In this paper, we propose a named entity and event annotation tool for cultural heritage information corpus construction. Focusing on time, location, person, and event suitable for cultural heritage information management, the annotator writes the named entities and events with the proposed tool. In order to easily annotate the named entities and the events, the proposed tool automatically annotates the location information such as the line number or the word number, and shows the corresponding string, formatted as both bold and italic, in the raw text. For the purpose of reducing the costs of the manual annotation, the proposed tool utilizes the patterns to automatically recognize the named entities. Considering the very little training corpus, the proposed tool extracts simple rule patterns. To avoid error propagation, the proposed patterns are extracted from the raw text without any additional process. Experimental results show that the proposed tool reduces more than half of the manual annotation costs.

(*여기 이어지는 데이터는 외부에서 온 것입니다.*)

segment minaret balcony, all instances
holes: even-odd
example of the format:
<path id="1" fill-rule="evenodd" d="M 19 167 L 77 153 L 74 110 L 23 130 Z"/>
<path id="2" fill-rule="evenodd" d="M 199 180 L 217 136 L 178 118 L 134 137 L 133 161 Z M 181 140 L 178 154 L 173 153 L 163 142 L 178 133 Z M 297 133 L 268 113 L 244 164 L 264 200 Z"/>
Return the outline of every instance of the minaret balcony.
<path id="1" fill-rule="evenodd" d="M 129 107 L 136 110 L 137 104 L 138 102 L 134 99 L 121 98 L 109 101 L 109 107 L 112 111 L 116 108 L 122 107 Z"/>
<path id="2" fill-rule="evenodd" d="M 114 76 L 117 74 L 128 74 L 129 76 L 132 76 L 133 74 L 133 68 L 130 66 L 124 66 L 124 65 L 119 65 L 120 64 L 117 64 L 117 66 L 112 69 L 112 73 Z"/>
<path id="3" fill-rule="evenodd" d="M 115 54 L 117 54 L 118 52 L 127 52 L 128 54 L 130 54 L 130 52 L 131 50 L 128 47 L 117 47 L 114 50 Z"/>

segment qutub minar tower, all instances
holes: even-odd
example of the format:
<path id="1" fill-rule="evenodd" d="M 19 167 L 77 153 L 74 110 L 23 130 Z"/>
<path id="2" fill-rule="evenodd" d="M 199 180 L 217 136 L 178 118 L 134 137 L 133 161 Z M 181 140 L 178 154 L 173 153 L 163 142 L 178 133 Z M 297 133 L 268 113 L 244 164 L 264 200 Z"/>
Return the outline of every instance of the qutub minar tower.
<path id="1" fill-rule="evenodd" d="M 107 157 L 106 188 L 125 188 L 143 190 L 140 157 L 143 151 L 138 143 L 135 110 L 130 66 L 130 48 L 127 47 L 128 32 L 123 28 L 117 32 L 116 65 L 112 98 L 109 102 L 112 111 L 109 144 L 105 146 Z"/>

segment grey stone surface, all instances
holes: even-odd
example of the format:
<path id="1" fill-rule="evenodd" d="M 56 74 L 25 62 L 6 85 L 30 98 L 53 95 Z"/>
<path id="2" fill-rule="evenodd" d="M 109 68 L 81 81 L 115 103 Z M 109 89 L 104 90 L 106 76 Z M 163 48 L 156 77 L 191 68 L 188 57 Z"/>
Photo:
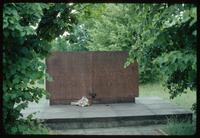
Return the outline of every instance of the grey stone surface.
<path id="1" fill-rule="evenodd" d="M 164 125 L 129 126 L 112 128 L 87 128 L 54 130 L 52 134 L 64 135 L 163 135 L 157 129 Z"/>
<path id="2" fill-rule="evenodd" d="M 58 128 L 117 127 L 160 123 L 166 116 L 192 115 L 192 112 L 173 105 L 159 97 L 139 97 L 136 103 L 93 104 L 88 107 L 72 105 L 49 105 L 45 98 L 39 104 L 30 103 L 22 113 L 26 117 L 36 112 L 35 117 L 59 122 Z M 164 121 L 165 122 L 165 121 Z"/>

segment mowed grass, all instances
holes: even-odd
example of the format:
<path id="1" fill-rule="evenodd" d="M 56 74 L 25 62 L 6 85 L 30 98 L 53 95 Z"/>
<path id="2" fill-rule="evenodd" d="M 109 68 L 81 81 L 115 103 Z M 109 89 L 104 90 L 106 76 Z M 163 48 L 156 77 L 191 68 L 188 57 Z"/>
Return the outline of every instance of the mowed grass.
<path id="1" fill-rule="evenodd" d="M 168 90 L 162 87 L 160 83 L 140 84 L 139 97 L 142 96 L 158 96 L 186 109 L 190 109 L 192 104 L 196 102 L 196 92 L 191 90 L 178 95 L 174 99 L 170 99 Z"/>

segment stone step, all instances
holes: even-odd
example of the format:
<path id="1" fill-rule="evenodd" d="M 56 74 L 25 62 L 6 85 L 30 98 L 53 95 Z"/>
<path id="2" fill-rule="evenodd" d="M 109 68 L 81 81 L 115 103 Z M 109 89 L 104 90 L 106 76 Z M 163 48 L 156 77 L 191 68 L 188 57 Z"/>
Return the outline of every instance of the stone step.
<path id="1" fill-rule="evenodd" d="M 88 107 L 49 105 L 43 100 L 30 104 L 24 117 L 37 112 L 35 117 L 53 129 L 104 128 L 164 124 L 167 119 L 192 120 L 192 111 L 159 97 L 138 97 L 135 103 L 93 104 Z"/>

본 논문에서는 문화유산정보 말뭉치 구축을 위한 개체명 및 이벤트 부착 도구를 제안한다. 제안하는 도구를 이용하여 말뭉치 구축자는 문화유산정보 관리에 유용한 시간, 장소, 인물, 사건을 중심으로 개체명과 이벤트를 부착할 수 있다. 이 때, 개체명과 이벤트 부착이 용이하도록, 제안하는 도구에서 줄번호나 어절번호와 같은 개체명이나 이벤트의 위치정보를 자동으로 부착하며, 구축된 개체명이나 이벤트 중에서 하나를 선택하면 해당 문자열을 원문에서 진한 이탤릭체로 표시하여 올바르게 부착되었는지 쉽게 확인할 수 있다. 그리고, 제안하는 도구는 말뭉치 구축자의 수작업을 줄이기 위해서 개체명 자동인식 패턴을 활용한다. 학습말뭉치가 거의 없다는 점을 고려하여 단순한 규칙 패턴을 학습한다. 또한, 오류 전파를 차단하기 위해서, 제안하는 개체명 자동인식 패턴은 개체명 부착 말뭉치에서 추가적인 분석처리 없이 바로 추출한다. 실험결과 제안하는 개체명 및 이벤트 부착 도구는 말뭉치 구축자의 수작업량을 절반이상 줄여주었다.



  1. Bang-Hyeon Na, "A Design of Cultural and Historical Contents Model for Web Services", Proceedings of the Association of Korean Cultural and Historical Geographers Symposium, pp.27-35, Nov. 2010.
  2. Dong-hwan Yoo, "The current situation and the task of developing the national cultural heritage contents", Korean Studies, Vol.12, pp.5-49, Jun. 2008.
  3. So-Young Cha, Jung-Wha Kim, "Constructing a Foundation for Semantic Structure of Korean Heritage Information : A Study on Creating a Substructure of Korean Heritage Portal by Implementing CIDOC CRM", Proceedings of the 17th Conference on the Korean Society for Information Management, pp.177-184, Aug. 2010.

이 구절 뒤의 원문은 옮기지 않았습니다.